Image inside SPAN is discarded
Closed this issue · 4 comments
If you run it on the HTML from https://softplan7189029973484399.freshdesk.com/support/solutions/articles/153000199818 you will see that the image in section "1-" and "2-" are discarded. Not all images are discarded. The common factor is the usage of SPAN. When P is used, it works.
@sglebs - this page has invalid HTML <h3> tags are being used as content containers to contain entire sections. (You can see this if you use your browser's "Inspect HTML" feature.) And because Markdownify flattens text inside heading elements, images in <h3> tags are lost.
Markdownify requires reasonably correct HTML to function. Browsers have very complex heuristics to handle bad HTML, and it is computationally impractical for Markdownify to handle these.
The HTML parser used to parse the HTML can handle some bad HTML syntaxes/structures, but using <h3> tags as containers is not one of them.
As a simple brute-force workaround, the following code unwraps all <h3> tags and allows their contents to be rendered normally:
import bs4
import markdownify
import requests
# get HTML
url = "https://softplan7189029973484399.freshdesk.com/support/solutions/articles/153000199818"
html = requests.get(url, verify=False).text
# read HTML into Beautiful Soup
soup = bs4.BeautifulSoup(html, "lxml")
# unwrap all <h3> tags
for heading in list(soup.find_all("h3")):
heading.unwrap()
# convert to Markdown
print(markdownify.MarkdownConverter().convert_soup(soup))@chrispy-snps Yes. This was content from a Freshdesk knowledge base. It is amazing that the tool allows for that kind of bad markup.
Thanks for sharing the tip on the unwrap. I guess one would need to do it for h1, h2, h3, h4, h5, h6... Anything else comes to mind?

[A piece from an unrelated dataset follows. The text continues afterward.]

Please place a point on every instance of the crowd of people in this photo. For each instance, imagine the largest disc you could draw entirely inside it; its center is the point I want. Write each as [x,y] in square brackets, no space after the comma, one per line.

@sglebs - yes, I was pretty horrified to see that markup. :)
I looked at a few related articles on that site. All seemed to use explicit font size and style for headings; none used real HTML heading tags. If you explore more articles and find headings being used as containers instead of headings, then specify that list of headings to find_all(), like this
find_all(["h1", "h2", "h3", "h4", "h5", "h6"])You can also use regex patterns, like this:
find_all(re.compile(r"^h\d$"))Closing as not planned. @sglebs - if you have follow-up questions, feel free to ask here.